Today I put on summer clothes
and journey to a world
I've never seen
--Michikaze (free translation)
Her real name was Elizabeth Garland Horgan (on the lower right in the picture above), and she was born in San Diego in 1913. Between travels, she lived in Pasadena, Hermosa Beach, and, after the death of her dear husband Patrick 20 years ago, in Fallbrook, California. She had six children, six grandchildren, seven great grandchildren, so far, and many friends.
As she wrote in The Aging Process in 2011:
I have climbed a long way and find myself now at the top of a mountain of years, on the brink of the jumping off place.
She took the jump this morning at home, at age 98. Three weeks ago she was still gardening and reading (on the Kindle or the computer, with the print enlarged to the max) and writing letters and cooking, so she left as she'd wanted, quickly and without a lot of fuss.

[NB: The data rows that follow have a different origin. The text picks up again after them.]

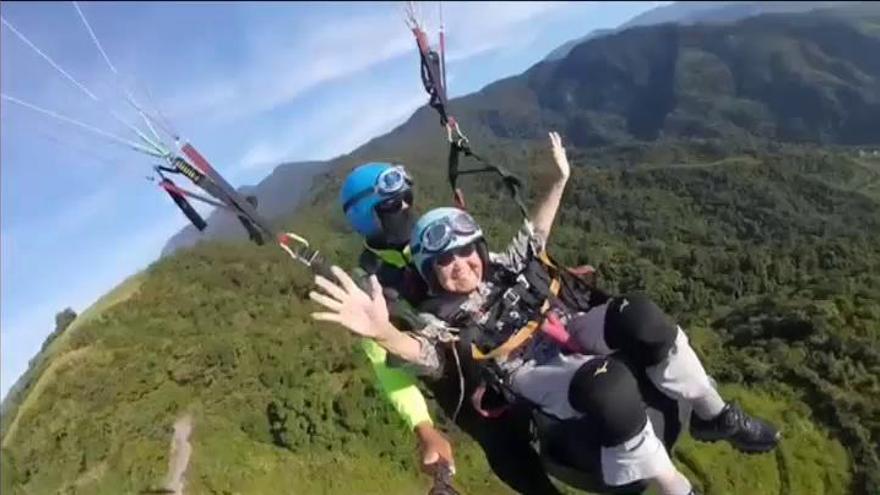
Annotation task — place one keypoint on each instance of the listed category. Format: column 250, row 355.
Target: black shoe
column 745, row 433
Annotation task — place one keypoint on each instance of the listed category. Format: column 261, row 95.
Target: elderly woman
column 567, row 349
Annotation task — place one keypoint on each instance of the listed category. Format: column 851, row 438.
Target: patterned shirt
column 525, row 246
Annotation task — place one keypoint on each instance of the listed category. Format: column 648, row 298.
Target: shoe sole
column 746, row 449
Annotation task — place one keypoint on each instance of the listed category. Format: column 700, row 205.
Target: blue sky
column 250, row 84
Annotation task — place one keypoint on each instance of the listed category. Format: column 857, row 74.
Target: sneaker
column 745, row 433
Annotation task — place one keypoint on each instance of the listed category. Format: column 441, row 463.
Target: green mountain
column 714, row 168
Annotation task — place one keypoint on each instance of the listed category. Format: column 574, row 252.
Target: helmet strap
column 396, row 228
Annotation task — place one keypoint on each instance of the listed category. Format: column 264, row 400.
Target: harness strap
column 512, row 183
column 521, row 336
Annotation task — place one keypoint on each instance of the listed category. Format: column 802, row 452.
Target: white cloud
column 280, row 65
column 24, row 330
column 332, row 130
column 280, row 68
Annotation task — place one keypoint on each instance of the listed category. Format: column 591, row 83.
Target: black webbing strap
column 512, row 183
column 181, row 202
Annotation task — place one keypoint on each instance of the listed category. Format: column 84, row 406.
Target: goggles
column 442, row 232
column 389, row 183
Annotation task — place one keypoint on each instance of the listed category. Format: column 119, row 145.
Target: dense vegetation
column 767, row 253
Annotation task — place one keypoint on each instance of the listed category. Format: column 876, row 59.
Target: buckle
column 510, row 297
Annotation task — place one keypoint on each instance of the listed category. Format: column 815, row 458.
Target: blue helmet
column 438, row 231
column 367, row 186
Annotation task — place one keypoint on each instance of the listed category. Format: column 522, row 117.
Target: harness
column 510, row 318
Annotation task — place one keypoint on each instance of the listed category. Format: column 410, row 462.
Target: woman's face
column 459, row 271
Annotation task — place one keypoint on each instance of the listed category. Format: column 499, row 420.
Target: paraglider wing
column 181, row 202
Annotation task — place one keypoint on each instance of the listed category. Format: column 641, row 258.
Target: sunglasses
column 395, row 203
column 448, row 257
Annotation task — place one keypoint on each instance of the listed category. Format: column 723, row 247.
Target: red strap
column 458, row 198
column 553, row 328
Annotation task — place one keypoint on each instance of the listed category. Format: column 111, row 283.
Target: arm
column 366, row 315
column 399, row 387
column 543, row 216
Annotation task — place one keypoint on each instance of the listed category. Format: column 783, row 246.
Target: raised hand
column 364, row 314
column 559, row 155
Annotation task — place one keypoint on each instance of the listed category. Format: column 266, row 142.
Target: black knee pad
column 639, row 328
column 605, row 390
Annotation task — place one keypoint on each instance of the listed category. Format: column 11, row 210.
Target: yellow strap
column 521, row 336
column 393, row 257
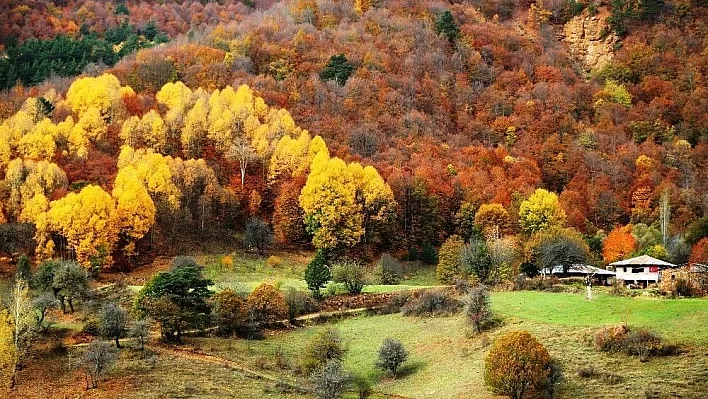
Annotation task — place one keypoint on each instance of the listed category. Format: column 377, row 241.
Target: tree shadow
column 410, row 368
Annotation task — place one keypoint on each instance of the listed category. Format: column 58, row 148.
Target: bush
column 350, row 273
column 516, row 365
column 92, row 327
column 229, row 311
column 113, row 322
column 520, row 282
column 449, row 266
column 330, row 381
column 388, row 270
column 325, row 346
column 257, row 234
column 396, row 302
column 227, row 262
column 477, row 308
column 299, row 303
column 431, row 303
column 317, row 273
column 180, row 262
column 391, row 355
column 266, row 304
column 428, row 254
column 641, row 342
column 274, row 261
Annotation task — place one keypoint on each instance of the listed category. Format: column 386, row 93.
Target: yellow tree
column 341, row 201
column 177, row 97
column 198, row 184
column 102, row 93
column 135, row 210
column 26, row 178
column 332, row 213
column 493, row 219
column 33, row 208
column 87, row 221
column 154, row 171
column 541, row 211
column 195, row 127
column 39, row 143
column 3, row 219
column 150, row 131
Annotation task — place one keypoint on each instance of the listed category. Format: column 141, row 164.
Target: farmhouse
column 642, row 270
column 600, row 276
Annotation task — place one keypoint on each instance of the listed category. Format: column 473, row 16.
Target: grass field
column 446, row 363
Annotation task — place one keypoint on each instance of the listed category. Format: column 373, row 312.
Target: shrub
column 516, row 365
column 274, row 261
column 325, row 346
column 641, row 342
column 396, row 302
column 181, row 262
column 428, row 254
column 350, row 273
column 362, row 386
column 266, row 304
column 477, row 308
column 229, row 311
column 610, row 339
column 92, row 327
column 257, row 234
column 299, row 303
column 317, row 273
column 476, row 259
column 555, row 377
column 431, row 303
column 227, row 262
column 113, row 322
column 520, row 282
column 462, row 286
column 97, row 360
column 391, row 355
column 388, row 270
column 330, row 381
column 449, row 266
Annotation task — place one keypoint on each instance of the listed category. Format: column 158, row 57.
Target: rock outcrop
column 590, row 40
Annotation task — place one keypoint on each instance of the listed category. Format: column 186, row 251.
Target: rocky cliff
column 590, row 40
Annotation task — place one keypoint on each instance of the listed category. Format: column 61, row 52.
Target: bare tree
column 42, row 305
column 98, row 359
column 19, row 306
column 141, row 331
column 242, row 151
column 113, row 320
column 664, row 215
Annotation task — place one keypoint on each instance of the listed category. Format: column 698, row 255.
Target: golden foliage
column 87, row 221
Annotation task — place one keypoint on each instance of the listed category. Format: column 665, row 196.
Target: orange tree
column 517, row 365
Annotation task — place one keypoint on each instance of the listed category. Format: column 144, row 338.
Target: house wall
column 626, row 273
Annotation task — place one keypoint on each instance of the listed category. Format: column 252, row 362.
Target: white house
column 642, row 270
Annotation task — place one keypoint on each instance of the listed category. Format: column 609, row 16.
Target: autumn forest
column 481, row 140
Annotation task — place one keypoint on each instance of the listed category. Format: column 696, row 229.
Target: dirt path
column 192, row 354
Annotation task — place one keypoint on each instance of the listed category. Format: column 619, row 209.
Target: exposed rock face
column 589, row 40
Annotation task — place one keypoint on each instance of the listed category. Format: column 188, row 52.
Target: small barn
column 600, row 276
column 642, row 270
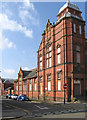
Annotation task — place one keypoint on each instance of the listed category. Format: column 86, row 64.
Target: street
column 24, row 110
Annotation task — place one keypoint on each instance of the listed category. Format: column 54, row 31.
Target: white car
column 14, row 96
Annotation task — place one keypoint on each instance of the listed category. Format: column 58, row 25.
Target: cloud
column 26, row 68
column 7, row 24
column 12, row 25
column 4, row 43
column 23, row 52
column 9, row 71
column 28, row 13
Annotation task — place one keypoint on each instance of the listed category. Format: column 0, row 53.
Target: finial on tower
column 68, row 1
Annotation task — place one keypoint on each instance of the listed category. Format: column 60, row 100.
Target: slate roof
column 32, row 73
column 8, row 88
column 69, row 4
column 7, row 80
column 25, row 73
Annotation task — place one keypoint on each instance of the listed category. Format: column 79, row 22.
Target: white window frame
column 49, row 85
column 58, row 58
column 35, row 86
column 78, row 57
column 80, row 29
column 58, row 50
column 59, row 84
column 30, row 87
column 75, row 28
column 41, row 65
column 77, row 48
column 49, row 62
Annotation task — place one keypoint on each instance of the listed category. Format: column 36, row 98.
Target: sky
column 21, row 28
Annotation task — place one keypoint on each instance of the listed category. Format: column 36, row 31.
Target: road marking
column 41, row 107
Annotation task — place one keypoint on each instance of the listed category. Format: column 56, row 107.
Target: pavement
column 69, row 110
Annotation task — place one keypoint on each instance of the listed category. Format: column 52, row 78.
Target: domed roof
column 69, row 4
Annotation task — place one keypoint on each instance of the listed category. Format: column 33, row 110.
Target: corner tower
column 61, row 56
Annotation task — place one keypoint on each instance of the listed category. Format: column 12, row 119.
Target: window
column 30, row 81
column 48, row 61
column 25, row 81
column 58, row 56
column 41, row 63
column 77, row 48
column 35, row 88
column 48, row 49
column 49, row 86
column 80, row 29
column 40, row 79
column 35, row 80
column 78, row 54
column 59, row 84
column 49, row 77
column 86, row 57
column 58, row 75
column 75, row 28
column 49, row 82
column 30, row 87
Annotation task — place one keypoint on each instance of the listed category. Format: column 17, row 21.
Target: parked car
column 8, row 96
column 23, row 97
column 14, row 96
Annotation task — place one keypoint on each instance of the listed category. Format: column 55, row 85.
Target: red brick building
column 26, row 83
column 61, row 59
column 6, row 86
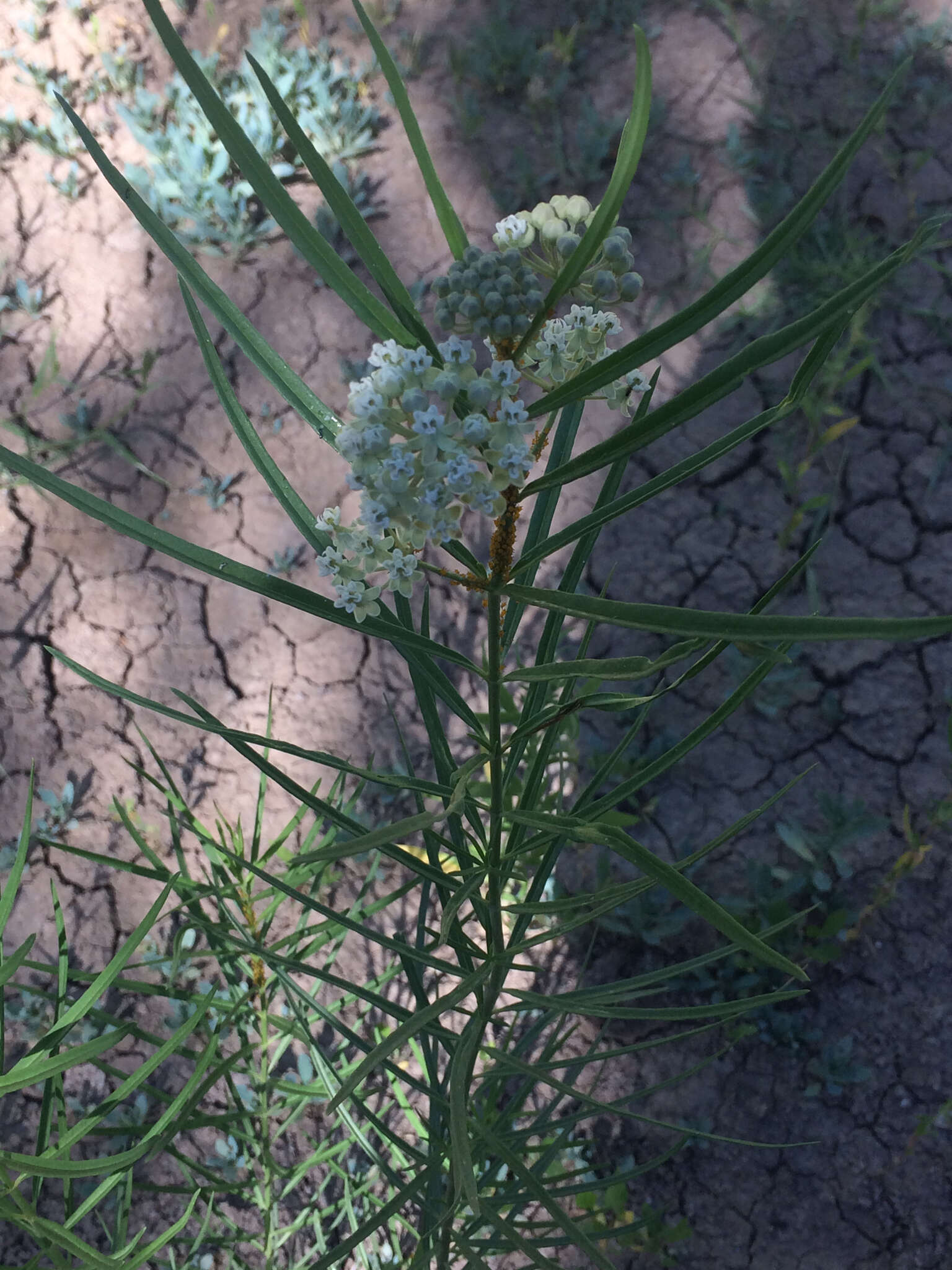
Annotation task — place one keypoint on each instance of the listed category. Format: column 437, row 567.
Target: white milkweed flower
column 428, row 422
column 402, row 572
column 357, row 598
column 506, row 374
column 513, row 231
column 418, row 360
column 514, row 460
column 513, row 413
column 329, row 520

If you've read her diaries, you know that she loved travel, and history, and politics, and literature, and cats. And she loved Dailykos. As her hearing got even worse and her vision darkened, she spent hours on the internet, especially here, reading the ever-more-enlarged print on the screen. She admired brooklynbadboy, Meteor Blades, Hunter, cfk, and her dear cyber-friend luckylizard, and enjoyed all the front pagers and any diary that caught her eye.
She was the most determined person I've ever known. Whether she was undergoing an MRI, or moving boulders to build a garden wall, or walking across the floor the last month of her life, she'd say quietly to herself, "I can do this" -- and she would. She had Elizabeth Bennett's "liveliness of mind" in abundance and was still demanding the political news and analyzing the 2012 election prospects two weeks ago, through a haze of pain and pain medication. And she was endlessly kind.
She left her house this morning for the last time, and the transport people moved her carefully through the beautiful garden she created.
Her oldest daughter-in-law put flowers on the gurney as she left. Good journey, Betty.
8:46 PM PT: UPDATE: Thank you, everyone. The family are all reading your comments with "many tears," to quote my sister. It's wonderful to know that she was able to communicate with so many people late in her life, and after she became deaf. She hated isolation, and this community embraced her.